Like its predecessor Pools this is another driving, bass-heavy slice of angst from LA 3-piece Prettiest Eyes who are Pachy García (vocals & drums), Paco Casanova (Keyboards, Electronics & Vocals) and Marcos Rodríguez (Bass & Vocals). Pools made me feel something akin to falling into a noise-generating whirlpool or being strapped to a car made of speakers hurtling into to a dimly lit tunnel. Volume 3 could be described as more mellow but only if you consider sandpaper to be less abrasive than broken glass.
The opening two tracks feel like a dystopian B-52’s but there’s no kitsch fun to be had here. ‘Johnny Come Home’ starts with a pumping bass line, high-pitched radar-like squeals, skittering, nervous reverbed guitar and slight distortion on the vocals. This is 2 minutes 36 seconds that gets the blood pumping and sharpens the taste buds for the acid-sweetness of their music. This slides straight into ‘It Costs to be Austere’ with its Joe 90 bassline and landmine keyboard stabs and swoops going off under the song’s title as a repeated phrase throughout.

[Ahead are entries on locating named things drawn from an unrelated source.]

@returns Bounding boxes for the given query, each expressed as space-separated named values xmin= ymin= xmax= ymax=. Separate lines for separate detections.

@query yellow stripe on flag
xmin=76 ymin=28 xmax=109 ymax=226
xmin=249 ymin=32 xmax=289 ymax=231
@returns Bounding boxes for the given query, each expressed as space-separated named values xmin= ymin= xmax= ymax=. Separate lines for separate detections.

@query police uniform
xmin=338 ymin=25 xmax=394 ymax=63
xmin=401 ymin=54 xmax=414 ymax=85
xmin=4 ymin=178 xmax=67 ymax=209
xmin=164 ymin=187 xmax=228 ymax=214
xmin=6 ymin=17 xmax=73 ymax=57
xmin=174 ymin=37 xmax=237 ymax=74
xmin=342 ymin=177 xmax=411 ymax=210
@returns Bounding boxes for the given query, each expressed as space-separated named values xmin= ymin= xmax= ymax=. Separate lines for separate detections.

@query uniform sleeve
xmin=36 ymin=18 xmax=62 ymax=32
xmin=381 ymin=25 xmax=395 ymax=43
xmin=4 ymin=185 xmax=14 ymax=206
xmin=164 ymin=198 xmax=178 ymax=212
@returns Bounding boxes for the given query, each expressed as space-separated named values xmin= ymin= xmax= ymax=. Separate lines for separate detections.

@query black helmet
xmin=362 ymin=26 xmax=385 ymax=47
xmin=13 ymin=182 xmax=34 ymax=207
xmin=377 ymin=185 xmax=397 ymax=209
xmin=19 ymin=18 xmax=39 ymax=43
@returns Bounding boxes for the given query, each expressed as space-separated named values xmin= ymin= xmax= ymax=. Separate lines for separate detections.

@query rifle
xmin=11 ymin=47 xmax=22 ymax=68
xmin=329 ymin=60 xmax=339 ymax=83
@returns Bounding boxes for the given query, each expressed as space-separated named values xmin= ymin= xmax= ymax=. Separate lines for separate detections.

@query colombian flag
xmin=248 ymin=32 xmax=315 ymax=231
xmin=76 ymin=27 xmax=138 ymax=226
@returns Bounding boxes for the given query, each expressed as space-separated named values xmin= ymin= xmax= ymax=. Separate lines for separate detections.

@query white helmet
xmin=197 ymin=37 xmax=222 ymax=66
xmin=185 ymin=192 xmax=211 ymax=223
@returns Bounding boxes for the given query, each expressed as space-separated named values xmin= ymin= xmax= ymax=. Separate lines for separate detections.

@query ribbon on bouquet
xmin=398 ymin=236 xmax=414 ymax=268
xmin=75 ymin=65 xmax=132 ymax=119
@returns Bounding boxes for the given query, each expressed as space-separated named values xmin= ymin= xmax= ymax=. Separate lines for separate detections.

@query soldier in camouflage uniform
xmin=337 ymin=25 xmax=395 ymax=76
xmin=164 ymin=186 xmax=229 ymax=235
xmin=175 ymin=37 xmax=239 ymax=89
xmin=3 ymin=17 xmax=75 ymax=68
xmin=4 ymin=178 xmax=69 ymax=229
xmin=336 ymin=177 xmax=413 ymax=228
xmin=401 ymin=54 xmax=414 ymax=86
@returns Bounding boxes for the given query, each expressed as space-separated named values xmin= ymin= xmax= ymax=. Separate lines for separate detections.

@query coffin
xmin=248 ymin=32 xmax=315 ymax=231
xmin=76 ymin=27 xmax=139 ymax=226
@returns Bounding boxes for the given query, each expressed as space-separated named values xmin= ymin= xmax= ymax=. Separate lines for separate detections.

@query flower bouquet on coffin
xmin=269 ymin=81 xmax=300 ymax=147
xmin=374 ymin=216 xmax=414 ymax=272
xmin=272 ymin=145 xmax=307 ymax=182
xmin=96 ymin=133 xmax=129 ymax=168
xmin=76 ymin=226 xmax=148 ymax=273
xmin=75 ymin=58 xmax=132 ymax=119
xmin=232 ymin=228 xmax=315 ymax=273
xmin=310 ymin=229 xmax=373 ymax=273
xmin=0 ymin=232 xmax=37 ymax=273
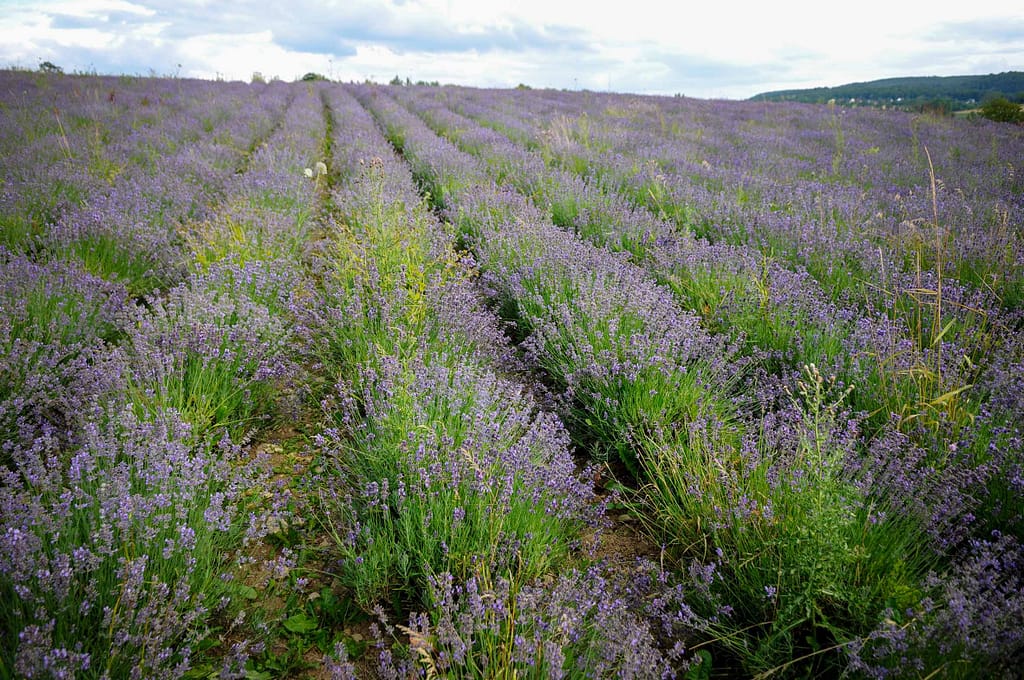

After raising the angst level to mild panic ‘I Don’t Know’ seems almost languid; like a leftfield ‘Shakin’ All Over’ by Johnny Kid & The Pirates. The bass holds true, like an immovable handrail, allowing you to pull yourself through the nightmarish haunted Hammond keyboard sound and a mid-section that throws you into void space full of echoed vocals. ‘Mr President’ feels like one of those dreams in which you’re trying to run but your legs are too heavy. I couldn’t quite make out the words (and couldn’t find any published lyrics online) but if they are singing about the orange incumbent then I doubt they’re complimentary. ‘Nekrodisco’ shocks you awake with klaxon synth and drums and bass which helter and skelter at 160bpm. Before you can catch your breath ‘The Shame’ is a runaway truck slamming ‘Nekrodisco’ out of the way; a 190bpm out and out industrial punk thrill-ride.
As with ‘I Don’t Know’ the pulse is slowed by ‘Another Earth’’s roaming bass line, stuttering percussion and echoey reverb-drenched vocals. There are some sweet harmonies over this shuddering Black Mass landscape and I also got a hit of Mark Stewart and the Maffia / On-U Sound System. This is a song ripe for being remixed as a full on dub track. Despite ‘Marihuana’ opening like machine gun fire over heavy road works it has at its core a rolling Fumaça Preta-like vibe. ‘Summer in LA’ is not a summer of beaches and donkey rides – this feels like a summer of boiling hot pavements, simmering civil unrest and feedback. The song’s sudden end sounds like it has been sucked into the ground, morphing into ‘No More Summer’ with a thin thread of drum machine running through one of the catchiest tunes on the album.
‘Strange Distance’ and ‘La Maldad’ close out Volume 3 as perfect examples of the bi-polar nature of this album. ‘Strange Distance’ offers pinging sonar sounds and grinding guitar effects; creating the image of a submarine running on silent trying to evade the enemy, whereas ‘La Maldad’ (The Evil) is a towering Kraken of lashing drums, wailing organ and coruscating guitar effects with a beguiling riff that rises above the cacophony (this track is surely a set closer).
Volume 3 reminded me of the scene in Marathon Man where Laurence Olivier’s ‘Weiße Engel’ dentist is torturing Dustin Hoffman’s character Babe. Prettiest Eyes drill at the nerve until you think you can’t take anymore and then apply the oil of cloves. They attack with sonic assault and battery and then allow you a glimpse of blue sky through raining blows. As I have said before three piece bands have an innate strength that comes from the tension in having to rely on each other and the sparsity that comes from not having too many instruments. Being inside this album is like running around Escher’s ‘Relativity’ drawing never quite knowing which way up you are and it’s an intoxicating feeling that makes me eager to see them live.